The BACs/PACs are from GenBenk Entrez Nucleotide query:

"Oryza [ORGN] AND (30000 [SLEN]:250000 [SLEN]) AND ((htg [KYWD] OR BAC
[ALL] OR chromosome [TITL] OR PAC [ALL]) NOT (marker [TITL] OR cDNA
[TITL] OR mRNA [TITL] OR RAPD [TITL] OR GSS [KYWD] OR telomere [TITL]
OR protein[TITL]))" for BACs, and

The CUGI BACends are  from the GenBank nucleotide query "(CUGI Rice BAC
end) AND (oryza [ORGN])"  The average BACends length is 620.

The BACends were masked using RepeatMasker for arabidopsis and grasses
repeat libraries.

1,847 sequences were compared to  88,053 BACends using BLAT with
minScore=160.   The results containted a total of 2,065,620 hits.

Real matches should not have huge gaps.  The distribution of the sequenced
clone gaps is:

Bac Gap
Length        Count
------        ----------
<010		1027211
<020		234484
<030		133041
<040		89206
<050		62271
<060		49414
<070		42328
<080		35388
<090		29602
<100		23989
<200		126542
<300		51897
<400		31779
<500		17379
<600		6109
<700		4286
<800		3755
<900		2731
>900		94208


Selecting only matches with gap length up to 20 base pairs leaves
1,277,263 entries.  The true hits should also extend over the whole
BACends, unless the hit is at the very end or beginning of a BAC/PAC.
The following is the distribution of the percentage coverage for the
BACends:

% of BACends
matched    Count
--------   ------
10-19		899
20-29		81238
30-39		135453
40-49		134496
50-59		117458
60-69		116940
70-79		137645
80-84		117684
85-89		143694
90		35733
91		36600
92		38391
93		38663
94		35556
95		29782
96		22894
97		18363
98		16277
99		15883
=100		3614


Discarding entries that have BACends match coverage less than 96% and
start/stop more than 20bp away from the BAC/PAC edge, 138,880 entries
are left.  In these, the percent identity of the matching blocks is
distributed as follows:

% Identity	 Count
----------	 ----------
88		169
89		1667
90		3761
91		5643
92		6985
93		7944
94		9020
95		17224
96		19312
97		18551
98		19234
99		20152
100		9218


Filtering out the matches with less than 97% identity leaves 67,155.

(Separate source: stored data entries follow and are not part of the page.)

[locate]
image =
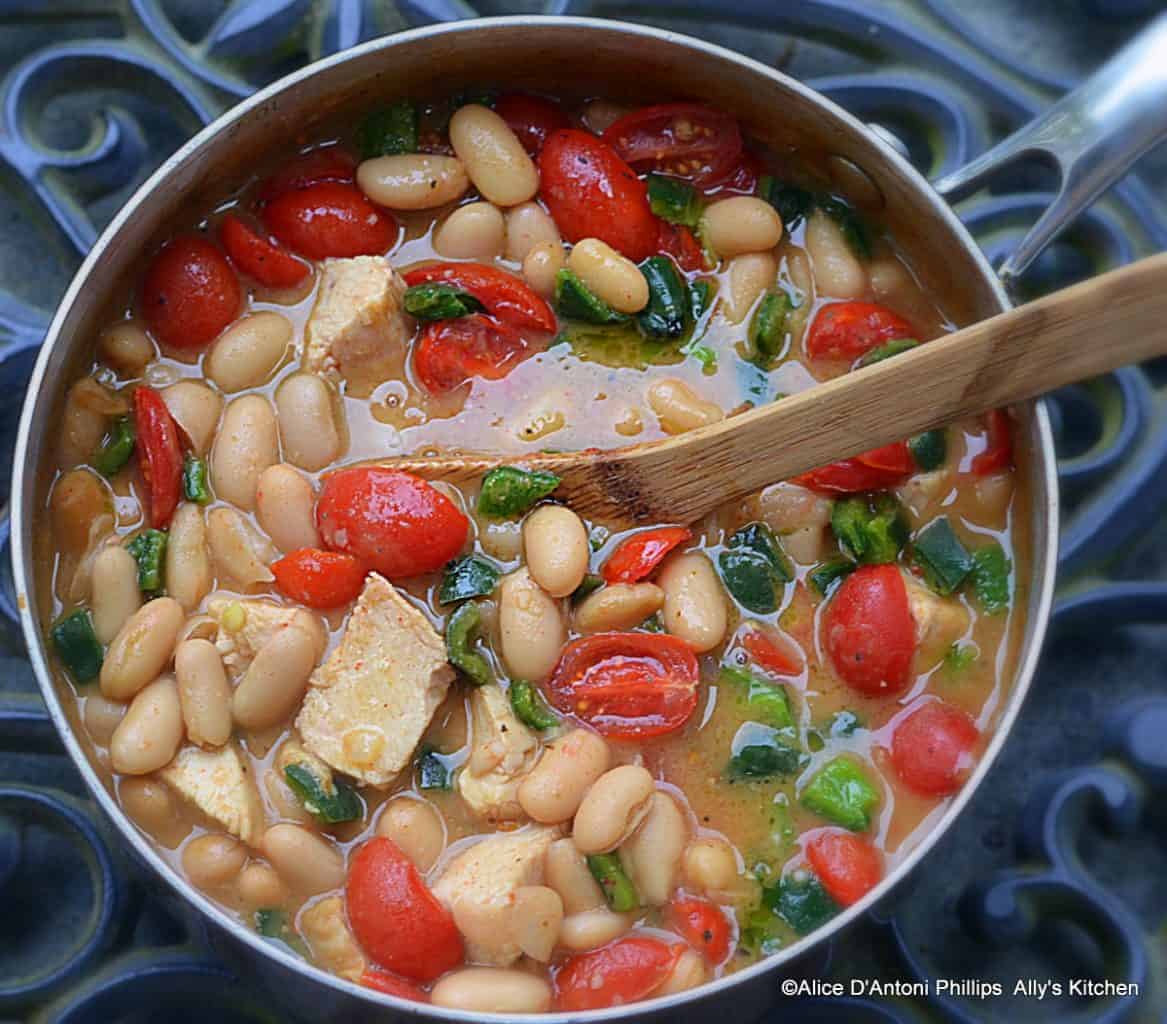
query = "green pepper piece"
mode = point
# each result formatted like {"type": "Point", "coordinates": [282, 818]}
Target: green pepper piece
{"type": "Point", "coordinates": [530, 708]}
{"type": "Point", "coordinates": [841, 792]}
{"type": "Point", "coordinates": [117, 447]}
{"type": "Point", "coordinates": [945, 562]}
{"type": "Point", "coordinates": [435, 300]}
{"type": "Point", "coordinates": [77, 646]}
{"type": "Point", "coordinates": [617, 886]}
{"type": "Point", "coordinates": [509, 490]}
{"type": "Point", "coordinates": [148, 549]}
{"type": "Point", "coordinates": [390, 131]}
{"type": "Point", "coordinates": [461, 632]}
{"type": "Point", "coordinates": [472, 576]}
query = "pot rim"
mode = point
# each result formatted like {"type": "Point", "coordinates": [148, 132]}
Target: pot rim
{"type": "Point", "coordinates": [23, 488]}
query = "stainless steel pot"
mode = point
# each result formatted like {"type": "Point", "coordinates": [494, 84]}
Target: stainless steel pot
{"type": "Point", "coordinates": [1094, 136]}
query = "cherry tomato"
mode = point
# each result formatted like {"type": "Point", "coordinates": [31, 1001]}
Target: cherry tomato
{"type": "Point", "coordinates": [869, 632]}
{"type": "Point", "coordinates": [622, 972]}
{"type": "Point", "coordinates": [452, 352]}
{"type": "Point", "coordinates": [999, 452]}
{"type": "Point", "coordinates": [532, 118]}
{"type": "Point", "coordinates": [703, 925]}
{"type": "Point", "coordinates": [931, 749]}
{"type": "Point", "coordinates": [846, 331]}
{"type": "Point", "coordinates": [320, 579]}
{"type": "Point", "coordinates": [189, 293]}
{"type": "Point", "coordinates": [159, 454]}
{"type": "Point", "coordinates": [504, 297]}
{"type": "Point", "coordinates": [392, 521]}
{"type": "Point", "coordinates": [627, 685]}
{"type": "Point", "coordinates": [591, 193]}
{"type": "Point", "coordinates": [393, 915]}
{"type": "Point", "coordinates": [258, 257]}
{"type": "Point", "coordinates": [684, 139]}
{"type": "Point", "coordinates": [848, 866]}
{"type": "Point", "coordinates": [642, 552]}
{"type": "Point", "coordinates": [329, 218]}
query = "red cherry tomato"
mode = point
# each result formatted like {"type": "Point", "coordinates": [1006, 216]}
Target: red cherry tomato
{"type": "Point", "coordinates": [452, 352]}
{"type": "Point", "coordinates": [869, 632]}
{"type": "Point", "coordinates": [329, 218]}
{"type": "Point", "coordinates": [591, 193]}
{"type": "Point", "coordinates": [393, 915]}
{"type": "Point", "coordinates": [189, 293]}
{"type": "Point", "coordinates": [703, 925]}
{"type": "Point", "coordinates": [504, 297]}
{"type": "Point", "coordinates": [532, 118]}
{"type": "Point", "coordinates": [320, 579]}
{"type": "Point", "coordinates": [159, 454]}
{"type": "Point", "coordinates": [622, 972]}
{"type": "Point", "coordinates": [627, 685]}
{"type": "Point", "coordinates": [642, 552]}
{"type": "Point", "coordinates": [931, 749]}
{"type": "Point", "coordinates": [684, 139]}
{"type": "Point", "coordinates": [848, 866]}
{"type": "Point", "coordinates": [259, 258]}
{"type": "Point", "coordinates": [392, 521]}
{"type": "Point", "coordinates": [846, 331]}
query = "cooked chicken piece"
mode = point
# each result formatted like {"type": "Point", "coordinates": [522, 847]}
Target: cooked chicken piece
{"type": "Point", "coordinates": [371, 701]}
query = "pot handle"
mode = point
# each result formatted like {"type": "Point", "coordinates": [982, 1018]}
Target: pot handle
{"type": "Point", "coordinates": [1092, 134]}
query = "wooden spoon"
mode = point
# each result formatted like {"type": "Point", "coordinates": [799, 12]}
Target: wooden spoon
{"type": "Point", "coordinates": [1070, 335]}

Many of the BACends hit more than once.  The distribution of the hit
frequencies is:

# Of
Hits per
Feature       Count
-------       -----
01		11686
02		3287
03		1129
04		530
05		243
06		192
07		210
08		317
09		161
10		159
20		493
30		261
40		147
50		49
60		29
70		50
80		31
90		28
>90		44


BACends that hit more than three times are removed, with 18,260 hits
remaining.  These went into the Gramene Sequence Viewer.